L’ordre serré dans les armées française et britannique (1853-1920)

En France et en Grande-Bretagne, des millions d’hommes et de femmes ont pratiqué et observé l’ordre serré, le plus souvent sous la forme d’une parade militaire. Mais c’est en faible nombre qu’ils ont choisi d’écrire sur cette activité, souvent sans une analyse approfondie ou même une description détaillée de leur expérience de cette pratique-clé de l’espace militaire. Un constat est à l’origine de ce projet de recherche. Dans les institutions militaires actuelles, l’apprentissage de l’ordre serré reste jusqu’à aujourd’hui la première étape de tout programme d’instruction de base, même si leurs membres ne se battent plus de cette manière. 

Poster produit en 1915 par le Parliamentary Recruiting Committee britannique. Source : Imperial War Museum (Londres)
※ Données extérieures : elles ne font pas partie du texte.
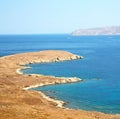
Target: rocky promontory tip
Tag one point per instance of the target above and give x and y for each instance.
(16, 102)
L'affiche de recrutement dans l'armée britannique produit en 1915 par le Parliamentary Recruiting Committee britannique

Cette activité a des racines profondes. Dès la fin du XVIᵉ siècle sont mises au point des formations linéaires serrées afin de maximiser la capacité de tir d’armes à feu rudimentaires. Ces formations furent pratiquées par Gustavus Adolphus lors de la Guerre de Trente Ans (1618-1648) pour ensuite s’imposer progressivement dans toutes les armées, sans exception. C’est précisément cet héritage de plus de deux cent ans que les armées française et britannique vont remettre en question, avec pour point de départ le désastre résultant de l’utilisation de colonnes serrées lors de la Guerre de Crimée (1853-1856). La portée, la précision et la cadence de tir des armes à feu et de l’artillerie augmentent considérablement entre la seconde moitié du XIXᵉ et le début du XXᵉ siècle. Face à la puissance de ce feu « moderne », les formations denses se dissolvent et deviennent inutiles à portée du tir ennemi. Confrontés à ce feu « moderne », les penseurs militaires de ces deux armées peinent à se pencher sur la présence, persistante, de l’ordre serré. Quels rôles jouait-il ou allait-il jouer non seulement dans l’entraînement, mais également durant la cérémonie et au combat ? Etait-il dépassé, actuel, utile, superflu ? Transformait-il la recrue en « machine » obéissante, formait-il des individus capables d’agir en groupe ?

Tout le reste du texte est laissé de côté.